Wednesday, February 14, 2018
Ninth Circuit Affirms Convictions of Sheriff’s Deputies
Defendants Beat, Pepper-Sprayed Mentally Ill Prisoner, Falsified Records; Three-Judge Panel ejects Attack on Witness’s Credibility
By a MetNews Staff Writer
The Ninth U.S. Circuit Court of Appeals yesterday affirmed the convictions of two Los Angeles County sheriff’s deputies in connection with the beating of a mentally ill inmate who had mouthed off to guards, with a three-judge panel rejecting the contention that the prosecution’s chief witness lacked credibility.
That witness was Joshua Sather, a rookie who had graduated first in his class at the sheriff’s academy. He testified that his training officer, defendant Bryan Brunsting, ordered him to participate in the March 10, 2010 beating of inmate Philip Jones, which he did, resigning from the department a short time later.
Sather testified that he saw Brunsting “spread [Jones’s] legs and kick the inmate in his private parts.” He said Brunsting and co-defendant Jason Branum beat Jones until he was “screaming and crying.”
Assistant U.S. attorney Lindsey Greer Dotson of the Central District of California summarized to jurors that the defendants “kicked him, struck him, sprayed him with…[pepper] spray,” and the victim, who is schizophrenic, “wasn’t kicking, punching, swinging” or in any way attempting to defend himself.
Evidence showed that false reports were filed in an effort to cover up what had occurred.
Brunsting and Branum were charged with violating Jones’s civil rights, conspiring to do so, and falsification of records. A jury on May 16, 2016, found them guilty.
U.S. District Judge George Wu on Nov. 28, 2016, sentenced Brunsting to 21 months in prison and Branum to five months. They have been free pending appeal.

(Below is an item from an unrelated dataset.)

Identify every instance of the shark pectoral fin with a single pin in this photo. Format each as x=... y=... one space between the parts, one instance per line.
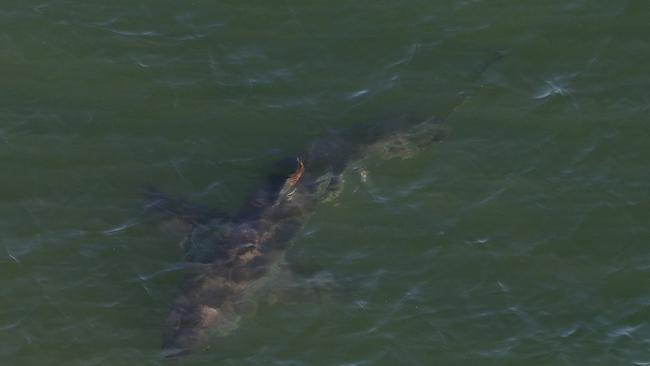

Yesterday’s affirmance came in a memorandum opinion by Circuit Judges Susan P. Graber and Andrew D. Hurwitz, along with District Court Judge Edward R. Korman of the Eastern District of New York, sitting by designation.
Rejecting an attack on Sather’s credibility, the opinion says:
“[We] have refused to overrule a jury’s finding that an accomplice was credible even though he was a felon whose story was inconsistent and at times ‘somewhat bizarre.’…The alleged questions about the witness’s consistency here—whether medical records that generally reflect a beating were supportive enough, whether the inmate was kicked in the groin, which guard tackled him, what happened with a particular door—are nowhere near what it would take for us to hold that the evidence was insufficient for a rational jury to have found the appellants guilty beyond a reasonable doubt.”
The appellants noted that they are white and Jones is an African American, and argued:
“[N]egative media nationally and locally reinforced in [the venire] panel’s mind the notion that there was a significant and on-going problem with regard to Caucasian officers attacking African-American individuals, and an additional problem with regard to beatings at Los Angeles County Jail facilities.”
In light of this, they maintained, the trial should have been delayed—although, the opinion points out, “they never explain until when.”
“Passing over the fact that the appellants never moved for a change of venue, our review confirms that there was no abuse of discretion….The appellants object primarily to general news, not coverage specific to the case….Moreover, the most serious comments to which the appellants object were made by prospective jurors who were not empaneled. The seated jurors affirmed that would decide the case fairly.”
The case is U.S.A. v. Branum, No. 16-50472.